# Another Home Brew linear bow press



## Paul S. (Sep 14, 2003)

Thats cool Ten. I'll take 2.


----------



## Tenspot (Mar 23, 2004)

Paul S. said:


> Thats cool Ten. I'll take 2.


Thanks bud!

You're in luck, they are sale this week for $1300 each 




Oh I am sorry, thats the new Apple press.. :chortle:


----------



## dwagoner (Sep 27, 2007)

LOL looks good, i was just over at a buddies and were making a press for him also. Those fingers look cool how did you make those?? were kinda stuck on what to do with them as the rest is pretty much straight foreward. Maybe a few close up pics at different views??


----------



## Tenspot (Mar 23, 2004)

dwagoner said:


> LOL looks good, i was just over at a buddies and were making a press for him also. Those fingers look cool how did you make those?? were kinda stuck on what to do with them as the rest is pretty much straight foreward. Maybe a few close up pics at different views??


I laser cut the fingers at work, I work in the largest contract laser shop in the US, 40 machines


----------



## Dthbyhoyt (Dec 4, 2004)

Looks great ...


----------



## dwagoner (Sep 27, 2007)

Tenspot said:


> I laser cut the fingers at work, I work in the largest contract laser shop in the US, 40 machines


thats an awesome idea, we have one at work also, work at a USMC base and i could have some make no problems. may have to keep that in mind. Could make them look super clean and super strong since there one piece and not welded at all.


----------



## b77wolf (Jan 2, 2006)

so how much for a set of fingers?????


----------



## JWT (Jan 3, 2006)

I'm intrested in a set of fingers as well.


----------



## Hoser16 (Jan 6, 2009)

Sweet!


----------



## Tenspot (Mar 23, 2004)

I'll look and see if I saved the program for the fingers.


----------



## tjandy (Jun 10, 2005)

You better send me one to test for ya. :thumb: 
Very nice my friend.


----------



## c'dn-eh? (Feb 23, 2005)

Interested in a set of fingers also!!!:darkbeer:


----------



## revj (Oct 7, 2003)

Very nice:d


----------



## John Doe (Aug 3, 2005)

If you find that program for the fingers, I'd be very interested in a set as well :teeth:

John


----------



## 60X (Nov 8, 2002)

Fingers hell I"ll buy a whole press


----------



## Hoosieroutdoors (Jan 14, 2006)

This may sound like a silly question but what keeps the bow from sliding downwards? I see the tabs at the top of the fingers will keep it from sliding up but if the fingers are straight if the limbs have some or any curvature to them won`t they tend to be squeezed downward? Or is it just the pressing tension that holds them in the press? Have thought about making 1 like this as it looks simple and would handle about any bow but want to make sure of all ends before i do so.


----------



## Koorsboom (Dec 13, 2008)

Maybe a silly question, but the angle of the PSE X Force limb tips make me wonder - Will these presses also be suitable for bows with X Force type limb tip angles?


----------



## jshmrry (Dec 30, 2008)

actually the last chance e-z press is recomended to press the x-force bows and other presses will void the warranty on the x-force


----------



## CR337 (Feb 3, 2006)

I'll take a press tooooo, bump the fingers.


----------



## Hoosieroutdoors (Jan 14, 2006)

What are the dimensions for the fingers? I can have a fab shop I worked at cut me a set, just need to know how thick and how long? They look like 5/16 thick and about a 6 inch straight?


----------



## Tenspot (Mar 23, 2004)

Hoosieroutdoors said:


> What are the dimensions for the fingers? I can have a fab shop I worked at cut me a set, just need to know how thick and how long? They look like 5/16 thick and about a 6 inch straight?
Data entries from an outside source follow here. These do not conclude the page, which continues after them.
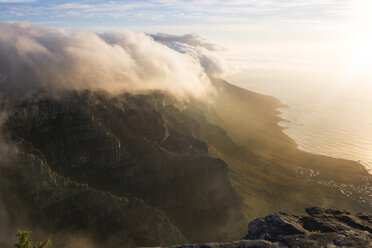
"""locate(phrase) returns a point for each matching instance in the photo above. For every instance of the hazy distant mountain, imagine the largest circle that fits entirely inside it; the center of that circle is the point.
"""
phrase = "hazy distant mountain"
(148, 169)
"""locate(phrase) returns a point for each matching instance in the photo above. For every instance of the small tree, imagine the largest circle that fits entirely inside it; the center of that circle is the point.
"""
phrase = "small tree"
(24, 241)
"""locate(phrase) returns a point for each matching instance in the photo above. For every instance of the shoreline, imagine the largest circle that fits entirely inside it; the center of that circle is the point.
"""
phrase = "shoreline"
(301, 148)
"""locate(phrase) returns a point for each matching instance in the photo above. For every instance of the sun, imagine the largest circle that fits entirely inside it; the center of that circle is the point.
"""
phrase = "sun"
(362, 61)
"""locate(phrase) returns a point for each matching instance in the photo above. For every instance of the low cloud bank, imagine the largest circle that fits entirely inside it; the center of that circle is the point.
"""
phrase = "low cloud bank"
(34, 57)
(198, 48)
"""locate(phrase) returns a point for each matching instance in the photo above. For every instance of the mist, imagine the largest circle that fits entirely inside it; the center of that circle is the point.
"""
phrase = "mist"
(34, 58)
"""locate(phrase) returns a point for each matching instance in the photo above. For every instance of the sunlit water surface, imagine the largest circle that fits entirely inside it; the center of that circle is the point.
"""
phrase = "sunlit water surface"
(334, 120)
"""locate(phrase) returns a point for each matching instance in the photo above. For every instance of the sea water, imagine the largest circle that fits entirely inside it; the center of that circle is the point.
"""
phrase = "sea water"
(333, 120)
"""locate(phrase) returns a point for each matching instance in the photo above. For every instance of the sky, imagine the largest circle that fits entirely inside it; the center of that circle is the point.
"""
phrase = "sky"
(265, 40)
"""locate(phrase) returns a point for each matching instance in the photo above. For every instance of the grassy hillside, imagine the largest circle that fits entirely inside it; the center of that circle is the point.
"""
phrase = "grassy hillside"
(264, 163)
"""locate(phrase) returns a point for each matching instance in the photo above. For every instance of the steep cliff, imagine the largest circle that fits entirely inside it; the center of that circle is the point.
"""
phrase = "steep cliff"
(131, 146)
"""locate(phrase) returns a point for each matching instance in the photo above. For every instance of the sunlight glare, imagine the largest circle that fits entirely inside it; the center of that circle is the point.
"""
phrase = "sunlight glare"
(362, 61)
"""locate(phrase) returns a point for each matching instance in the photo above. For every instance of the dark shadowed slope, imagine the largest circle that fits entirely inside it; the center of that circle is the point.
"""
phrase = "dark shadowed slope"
(149, 169)
(131, 146)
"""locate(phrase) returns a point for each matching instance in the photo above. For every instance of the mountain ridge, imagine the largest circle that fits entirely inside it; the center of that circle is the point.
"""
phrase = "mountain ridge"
(199, 168)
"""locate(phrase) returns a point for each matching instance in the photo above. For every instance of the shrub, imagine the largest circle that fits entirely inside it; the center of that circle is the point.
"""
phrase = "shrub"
(24, 241)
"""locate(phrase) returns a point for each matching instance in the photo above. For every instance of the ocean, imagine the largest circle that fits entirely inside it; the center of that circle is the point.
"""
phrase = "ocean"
(333, 120)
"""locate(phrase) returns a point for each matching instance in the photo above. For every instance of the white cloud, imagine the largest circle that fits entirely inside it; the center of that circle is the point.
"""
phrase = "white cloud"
(33, 57)
(198, 48)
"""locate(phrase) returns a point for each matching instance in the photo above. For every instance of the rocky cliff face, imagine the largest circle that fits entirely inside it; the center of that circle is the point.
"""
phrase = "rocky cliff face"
(137, 155)
(320, 228)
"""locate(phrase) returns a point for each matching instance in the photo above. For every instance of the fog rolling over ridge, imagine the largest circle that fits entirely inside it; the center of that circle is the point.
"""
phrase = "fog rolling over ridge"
(34, 57)
(127, 139)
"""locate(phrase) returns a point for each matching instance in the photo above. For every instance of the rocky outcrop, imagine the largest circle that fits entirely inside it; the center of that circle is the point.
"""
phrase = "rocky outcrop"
(132, 146)
(39, 198)
(321, 228)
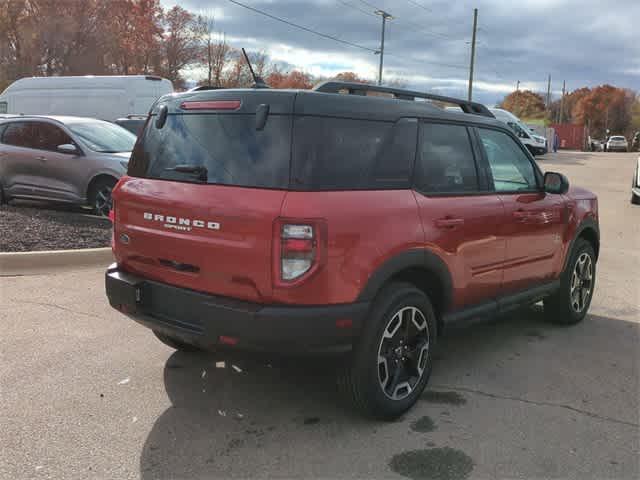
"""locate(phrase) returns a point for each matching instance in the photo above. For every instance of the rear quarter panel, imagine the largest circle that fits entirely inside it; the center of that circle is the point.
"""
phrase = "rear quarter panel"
(364, 229)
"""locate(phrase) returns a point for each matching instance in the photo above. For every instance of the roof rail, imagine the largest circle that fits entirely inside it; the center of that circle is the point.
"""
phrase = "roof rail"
(353, 88)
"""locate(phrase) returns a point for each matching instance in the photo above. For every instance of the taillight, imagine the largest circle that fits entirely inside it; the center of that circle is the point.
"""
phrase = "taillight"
(298, 249)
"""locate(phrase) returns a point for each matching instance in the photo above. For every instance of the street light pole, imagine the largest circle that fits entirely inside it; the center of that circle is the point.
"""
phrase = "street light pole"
(473, 52)
(384, 16)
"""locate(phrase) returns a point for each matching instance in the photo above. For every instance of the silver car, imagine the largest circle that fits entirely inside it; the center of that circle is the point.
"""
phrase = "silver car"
(65, 159)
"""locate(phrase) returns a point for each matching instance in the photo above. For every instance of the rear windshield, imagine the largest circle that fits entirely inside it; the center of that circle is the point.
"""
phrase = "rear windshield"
(229, 146)
(328, 153)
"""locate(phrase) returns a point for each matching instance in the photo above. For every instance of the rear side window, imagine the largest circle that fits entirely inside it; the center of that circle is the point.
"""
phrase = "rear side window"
(19, 134)
(49, 137)
(229, 146)
(510, 167)
(347, 154)
(446, 163)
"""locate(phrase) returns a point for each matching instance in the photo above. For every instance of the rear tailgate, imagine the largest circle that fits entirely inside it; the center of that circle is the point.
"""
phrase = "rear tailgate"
(210, 238)
(211, 234)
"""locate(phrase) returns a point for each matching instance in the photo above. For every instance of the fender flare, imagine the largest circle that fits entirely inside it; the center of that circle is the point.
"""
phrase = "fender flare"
(418, 258)
(586, 224)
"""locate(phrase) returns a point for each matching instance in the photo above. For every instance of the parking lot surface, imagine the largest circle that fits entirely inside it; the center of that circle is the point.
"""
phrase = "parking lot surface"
(86, 393)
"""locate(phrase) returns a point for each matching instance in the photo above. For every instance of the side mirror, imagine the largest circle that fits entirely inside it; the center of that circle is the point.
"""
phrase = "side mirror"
(555, 183)
(67, 148)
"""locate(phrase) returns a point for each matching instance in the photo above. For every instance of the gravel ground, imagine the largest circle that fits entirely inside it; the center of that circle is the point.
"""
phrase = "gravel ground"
(27, 228)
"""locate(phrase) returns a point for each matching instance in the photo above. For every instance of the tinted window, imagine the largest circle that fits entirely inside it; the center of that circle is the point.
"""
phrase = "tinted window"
(227, 145)
(510, 167)
(345, 154)
(49, 137)
(446, 163)
(19, 134)
(102, 136)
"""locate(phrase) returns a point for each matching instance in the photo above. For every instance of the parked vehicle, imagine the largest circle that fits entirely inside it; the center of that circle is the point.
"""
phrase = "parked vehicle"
(103, 97)
(635, 185)
(617, 143)
(133, 123)
(64, 159)
(315, 221)
(536, 144)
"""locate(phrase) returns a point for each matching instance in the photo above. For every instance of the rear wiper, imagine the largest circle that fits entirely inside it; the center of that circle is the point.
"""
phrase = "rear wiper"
(198, 170)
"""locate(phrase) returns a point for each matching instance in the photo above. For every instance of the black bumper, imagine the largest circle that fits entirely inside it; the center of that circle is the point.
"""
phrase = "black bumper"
(202, 319)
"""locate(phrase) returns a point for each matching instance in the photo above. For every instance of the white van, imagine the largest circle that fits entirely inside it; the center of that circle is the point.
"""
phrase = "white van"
(103, 97)
(536, 144)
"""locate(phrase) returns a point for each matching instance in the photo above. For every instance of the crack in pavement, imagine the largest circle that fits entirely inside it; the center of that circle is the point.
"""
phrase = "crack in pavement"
(538, 403)
(59, 307)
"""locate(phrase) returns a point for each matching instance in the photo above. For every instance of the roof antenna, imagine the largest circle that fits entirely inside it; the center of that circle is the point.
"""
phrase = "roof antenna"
(257, 81)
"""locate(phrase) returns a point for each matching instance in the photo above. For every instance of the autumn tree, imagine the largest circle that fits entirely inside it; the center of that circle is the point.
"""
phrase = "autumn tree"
(524, 103)
(180, 43)
(215, 53)
(605, 108)
(292, 79)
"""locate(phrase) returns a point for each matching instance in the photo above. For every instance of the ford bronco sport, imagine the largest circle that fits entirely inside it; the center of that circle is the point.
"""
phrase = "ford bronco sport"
(334, 220)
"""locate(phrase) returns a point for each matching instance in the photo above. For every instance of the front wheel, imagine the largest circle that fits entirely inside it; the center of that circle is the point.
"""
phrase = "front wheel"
(391, 363)
(175, 343)
(100, 196)
(569, 305)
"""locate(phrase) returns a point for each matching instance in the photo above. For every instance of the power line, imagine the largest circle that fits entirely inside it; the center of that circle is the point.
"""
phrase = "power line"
(306, 29)
(419, 5)
(330, 37)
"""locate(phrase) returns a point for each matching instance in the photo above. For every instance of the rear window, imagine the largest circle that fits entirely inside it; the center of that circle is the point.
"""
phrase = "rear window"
(347, 154)
(227, 145)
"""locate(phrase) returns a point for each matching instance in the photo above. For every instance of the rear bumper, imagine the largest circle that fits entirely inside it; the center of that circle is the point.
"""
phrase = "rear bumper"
(202, 319)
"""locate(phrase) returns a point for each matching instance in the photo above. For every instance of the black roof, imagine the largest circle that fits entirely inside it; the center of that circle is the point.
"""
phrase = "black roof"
(318, 102)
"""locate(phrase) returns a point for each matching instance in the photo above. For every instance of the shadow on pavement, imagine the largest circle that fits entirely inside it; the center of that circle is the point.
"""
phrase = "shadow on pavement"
(253, 418)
6" will work. I would go 3/8" - 1/2 on the fingers just for more bearing area. I am collecting parts for press #2 right now.


----------



## rand_98201 (Sep 24, 2008)

did you keep a list of the materials that you used to build the press? I was also wondering if you have an estimate as to how much it cost to build? I am pretty good at building things but I am not the best fabricator.So if you could give me a couple ideas I would appreciate it.


----------